Some LTC members who have occupied Lonay and Hooshmand’s units for years pay lower than average area rent for rooms because they’re under rent control. But tenants share total costs of multi-room homes and when one tenant moves out, it’s difficult to find a replacement tenant.
De Leon said Lonay demands a credit score of 750 or above to rent a room from her. Other LTC members say she’s rejected potential tenants without reasonable explanation, and that it’s been especially difficult to get Black tenants and other people of color approved. In comments from a 2017 East Bay Express story, Lonay said she sought “young professional” tenants.

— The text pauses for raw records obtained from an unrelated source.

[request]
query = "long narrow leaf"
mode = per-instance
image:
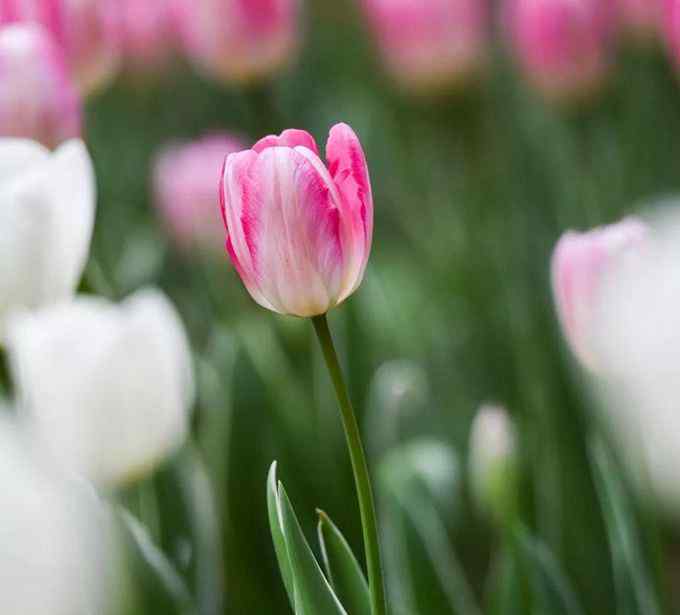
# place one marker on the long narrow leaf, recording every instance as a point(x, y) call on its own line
point(635, 592)
point(313, 593)
point(342, 568)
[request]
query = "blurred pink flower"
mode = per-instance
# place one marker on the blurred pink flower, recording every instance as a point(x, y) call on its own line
point(187, 194)
point(562, 46)
point(428, 44)
point(38, 100)
point(242, 40)
point(580, 262)
point(148, 34)
point(298, 232)
point(84, 29)
point(91, 42)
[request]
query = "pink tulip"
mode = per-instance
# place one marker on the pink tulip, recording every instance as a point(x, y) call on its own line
point(45, 12)
point(84, 29)
point(671, 27)
point(91, 42)
point(242, 40)
point(37, 97)
point(186, 192)
point(580, 263)
point(562, 46)
point(428, 44)
point(298, 232)
point(148, 34)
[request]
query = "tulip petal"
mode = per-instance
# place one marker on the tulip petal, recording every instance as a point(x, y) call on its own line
point(107, 389)
point(348, 168)
point(299, 251)
point(288, 138)
point(17, 155)
point(150, 421)
point(71, 187)
point(240, 216)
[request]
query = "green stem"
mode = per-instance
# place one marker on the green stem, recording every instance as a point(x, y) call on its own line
point(359, 467)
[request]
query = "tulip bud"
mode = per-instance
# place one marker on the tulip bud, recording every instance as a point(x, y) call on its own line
point(106, 388)
point(431, 44)
point(187, 194)
point(580, 262)
point(242, 40)
point(493, 463)
point(562, 46)
point(47, 203)
point(37, 98)
point(298, 232)
point(52, 547)
point(148, 35)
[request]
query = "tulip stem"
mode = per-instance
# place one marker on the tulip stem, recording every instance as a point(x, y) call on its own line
point(359, 467)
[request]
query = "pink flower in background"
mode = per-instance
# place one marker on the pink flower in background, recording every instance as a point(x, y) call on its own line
point(562, 46)
point(240, 40)
point(148, 34)
point(38, 100)
point(298, 232)
point(91, 42)
point(428, 44)
point(580, 263)
point(186, 193)
point(46, 12)
point(84, 29)
point(671, 27)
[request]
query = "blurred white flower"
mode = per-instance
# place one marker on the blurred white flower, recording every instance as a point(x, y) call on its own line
point(52, 537)
point(493, 461)
point(637, 327)
point(47, 205)
point(106, 387)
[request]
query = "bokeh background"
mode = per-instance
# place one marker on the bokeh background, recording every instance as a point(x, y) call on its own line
point(472, 187)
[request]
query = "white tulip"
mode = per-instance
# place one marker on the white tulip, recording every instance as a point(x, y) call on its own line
point(47, 206)
point(52, 537)
point(637, 328)
point(107, 387)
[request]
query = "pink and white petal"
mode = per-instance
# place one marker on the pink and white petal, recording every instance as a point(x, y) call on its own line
point(288, 138)
point(241, 216)
point(348, 168)
point(301, 256)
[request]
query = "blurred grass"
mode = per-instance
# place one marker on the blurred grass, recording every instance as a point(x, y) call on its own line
point(471, 192)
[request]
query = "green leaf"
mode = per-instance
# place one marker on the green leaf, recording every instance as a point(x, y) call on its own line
point(278, 537)
point(552, 592)
point(413, 480)
point(190, 529)
point(157, 586)
point(313, 593)
point(508, 593)
point(342, 568)
point(308, 590)
point(636, 594)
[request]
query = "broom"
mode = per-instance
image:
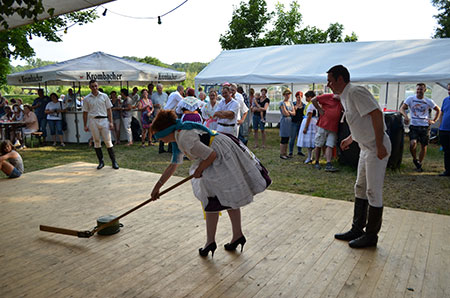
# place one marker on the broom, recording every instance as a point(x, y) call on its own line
point(89, 233)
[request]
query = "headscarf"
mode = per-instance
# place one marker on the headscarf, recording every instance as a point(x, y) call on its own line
point(187, 125)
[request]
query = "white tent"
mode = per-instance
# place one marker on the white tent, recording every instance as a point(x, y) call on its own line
point(61, 7)
point(103, 67)
point(378, 61)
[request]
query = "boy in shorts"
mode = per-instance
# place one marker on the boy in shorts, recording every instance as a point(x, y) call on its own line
point(419, 129)
point(330, 112)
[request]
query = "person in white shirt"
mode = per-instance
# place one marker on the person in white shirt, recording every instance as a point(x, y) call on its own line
point(97, 108)
point(209, 109)
point(159, 98)
point(174, 99)
point(171, 102)
point(70, 100)
point(227, 111)
point(243, 109)
point(54, 110)
point(135, 98)
point(366, 122)
point(419, 130)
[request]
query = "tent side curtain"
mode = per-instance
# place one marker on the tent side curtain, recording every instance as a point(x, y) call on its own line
point(377, 61)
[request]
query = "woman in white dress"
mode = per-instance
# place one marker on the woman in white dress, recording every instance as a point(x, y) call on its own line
point(209, 109)
point(215, 155)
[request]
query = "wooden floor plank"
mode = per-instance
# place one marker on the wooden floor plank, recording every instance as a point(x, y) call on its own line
point(290, 250)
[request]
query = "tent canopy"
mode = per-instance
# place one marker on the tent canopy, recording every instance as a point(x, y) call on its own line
point(61, 7)
point(377, 61)
point(102, 67)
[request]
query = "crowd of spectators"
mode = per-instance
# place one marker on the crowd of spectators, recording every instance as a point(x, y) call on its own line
point(310, 123)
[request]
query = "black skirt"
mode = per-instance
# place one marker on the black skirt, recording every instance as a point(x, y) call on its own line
point(214, 205)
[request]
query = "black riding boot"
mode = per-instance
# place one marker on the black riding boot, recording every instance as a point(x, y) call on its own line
point(370, 238)
point(113, 158)
point(359, 221)
point(161, 147)
point(99, 153)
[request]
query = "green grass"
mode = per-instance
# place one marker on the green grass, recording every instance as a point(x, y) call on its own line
point(403, 188)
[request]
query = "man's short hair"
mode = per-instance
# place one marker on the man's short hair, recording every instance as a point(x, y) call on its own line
point(340, 70)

The difficult approval process means rooms sit empty and remaining tenants have additional rent burden. When a tenant on the lease moves out and other tenants not on the lease remain, Lonay has raised their rent.
Andrew Levin said Lonay displaced him in 2017 when she raised the rent on his two- bedroom apartment from $2,400 to $3,295, two weeks after his roommate, who was the lease signatory, moved out. Levin then moved out as well. The rent was too high.
LTC said they are fighting back. They have connected with lawyers to make each other aware of their rights. They have used the threat of collectively withholding rent for leverage to negotiate with Lonay, as it is expensive to evict a lot of tenants at once.
The protesters found some support in the community.
“I enjoyed the horn-honking” said Piedmont resident Elise Marie Collins on Twitter, who was teaching an online yoga class as the caravan passed. “I knew it wasn’t a graduation celebration. I could feel the dissent in the sounds.”
Collins also suggested people squat at one of Lonay and Hooshmand’s two homes.
LTC left a list of demands and a “three-day notice to negotiate” with tenants.
*Both Michelle Mitchell and Sofía de Leon are pseudonyms used because they fear retaliation from Lonay and Hooshmand for speaking about them.